Banyuwangi (Antara Jatim) - Pemerintah Kabupaten Banyuwangi, Jawa Timur, menargetkan 200 hektare sawah untuk tanaman padi organik pada 2020 atau dengan pembukaan sawah 25 hektare per tahun.
Bupati Banyuwangi Abdullah Azwar Anas di Banyuwangi, Senin mengatakan, pengembangan pertanian organik itu dilakukan untuk memberi nilai tambah yang bisa memberikan penghasilan yang lebih baik bagi petani di daerahnya.
"Tidak mudah untuk mendorong pengembangan pertanian organik, karena sudah terlalu lama kita pakai pendekatan pupuk kimia. Nah, ini coba kami tanamkan ke petani bahwa peluang bisnis organik sangat besar. Dapat duitnya bisa lebih gede," katanya saat menghadiri panen raya padi organik di Desa Kalibaru Wetan, Kecamatan Kalibaru.
Anas menjelaskan saat ini sudah terdapat tiga kelompok tani yang telah mendapat sertifikasi sebagai produsen beras organik. Produk organik itu dipasok ke sejumlah daerah, bahkan hingga tembus pasar luar negeri, seperti China, Amerika Serikat, Qatar dan Belanda.
Menurut dia, luas sawah padi organik pada tahun 2017 mencapai 110 hektare yang tersebar di sejumlah kecamatan, seperti Kalibaru, Glenmore, Genteng, Sempu, Singojuruh, Songgon, Kabat, dan Licin.
"Luasan itu naik 30 hektare dibanding tahun lalu, yang baru 80 hektare. Ini sangat menggembirakan, karena berarti petani mulai sadar kelebihan pertanian organik. Selain hayati persawahan terjaga lewat pertanian organik, secara nilai juga lebih bagus karena harganya lebih mahal," kata Anas.

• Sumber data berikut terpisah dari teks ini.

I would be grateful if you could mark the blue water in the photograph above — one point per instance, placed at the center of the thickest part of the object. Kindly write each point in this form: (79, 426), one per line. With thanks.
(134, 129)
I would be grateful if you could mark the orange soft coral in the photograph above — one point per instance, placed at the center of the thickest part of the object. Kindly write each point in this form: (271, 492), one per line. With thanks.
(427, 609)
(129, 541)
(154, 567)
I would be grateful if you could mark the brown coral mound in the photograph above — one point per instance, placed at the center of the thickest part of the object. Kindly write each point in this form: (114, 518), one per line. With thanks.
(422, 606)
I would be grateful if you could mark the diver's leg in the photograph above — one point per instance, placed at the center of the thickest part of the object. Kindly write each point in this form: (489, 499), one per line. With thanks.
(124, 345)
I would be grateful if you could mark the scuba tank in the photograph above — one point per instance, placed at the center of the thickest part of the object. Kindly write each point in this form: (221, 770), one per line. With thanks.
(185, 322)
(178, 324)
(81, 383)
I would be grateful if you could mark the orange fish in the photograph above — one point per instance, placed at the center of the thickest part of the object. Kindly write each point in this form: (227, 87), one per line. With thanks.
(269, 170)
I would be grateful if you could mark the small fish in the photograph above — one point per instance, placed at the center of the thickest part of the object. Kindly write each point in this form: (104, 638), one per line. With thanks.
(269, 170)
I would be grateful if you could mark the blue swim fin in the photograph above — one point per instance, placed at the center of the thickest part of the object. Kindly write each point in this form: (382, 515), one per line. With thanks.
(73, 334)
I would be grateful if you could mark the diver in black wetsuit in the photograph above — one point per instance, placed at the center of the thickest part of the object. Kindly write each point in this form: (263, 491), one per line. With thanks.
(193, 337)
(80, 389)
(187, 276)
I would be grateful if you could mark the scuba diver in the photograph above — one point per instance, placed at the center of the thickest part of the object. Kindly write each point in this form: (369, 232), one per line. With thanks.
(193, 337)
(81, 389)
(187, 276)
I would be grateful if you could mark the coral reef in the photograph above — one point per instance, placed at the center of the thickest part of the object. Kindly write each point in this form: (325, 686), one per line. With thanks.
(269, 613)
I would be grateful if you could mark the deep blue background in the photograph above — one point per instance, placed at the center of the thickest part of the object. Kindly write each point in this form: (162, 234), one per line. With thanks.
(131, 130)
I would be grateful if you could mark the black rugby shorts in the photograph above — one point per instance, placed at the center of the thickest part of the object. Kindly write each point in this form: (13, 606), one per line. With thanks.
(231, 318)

Mendukung kelompok tani yang mengembangkan beras organik, Pemkab Banyuwangi telah mengucurkan bantuan, mulai dari alat tanam padi, mini combine harvester, traktor tangan, pompa air, power trasher, pupuk dan pemberantas hama organik serta bantuan alat pencacah pupuk organik (APPO), lahan percobaan, hingga membuka sekolah lapang bagi para petani.
Terkait panen raya padi organik di lahan seluas 20 hektare di Desa Kalibaru Wetan itu dinilai memang cukup istimewa. Selain hasil penanaman organik, prosesnya dilakukan mekanisasi. Mulai penanaman bibit padi, hingga panen padi menggunakan mesin panen.
Anas pun menyadari bahwa mekanisasi pertanian ini di satu sisi menguntungkan, namun juga menimbulkan tantangan lain, yaitu penyerapan tenaga kerja yang minim.
"Salah satu solusinya adalah mengembangkan agrowisata. Seperti peluang membuka usaha kuliner organik di sekitar lokasi wisata atau mengajak wisatawan terjun ke sawah seperti yang sudah dilakukan beberapa kelompok di Banyuwangi," ujar dia.
Salah satu kelompok tani yang mengembangkan beras organik adalah Kelompok Tani Ketangi Santoso. Ketua kelompok tani tersebut, Mawardi mengatakan pengembangan padi organik cukup mudah dilakukan jika dibandingkan dengan nonorganik.
Mawardi bersama enam petani lain mulai beralih ke organik sejak 1,5 tahun setelah mendengar keunggulan pertanian nonkimia itu.
"Biaya produksinya untuk organik ini tidak mahal. Kami saat ini pakai bibit jenis baru, M400, perbatang bisa mencapai 400 bulir. Hasil panen kami juga dihargai 30 persen lebih mahal dibanding nonorganik. Jadi sangat menguntungkan," katanya.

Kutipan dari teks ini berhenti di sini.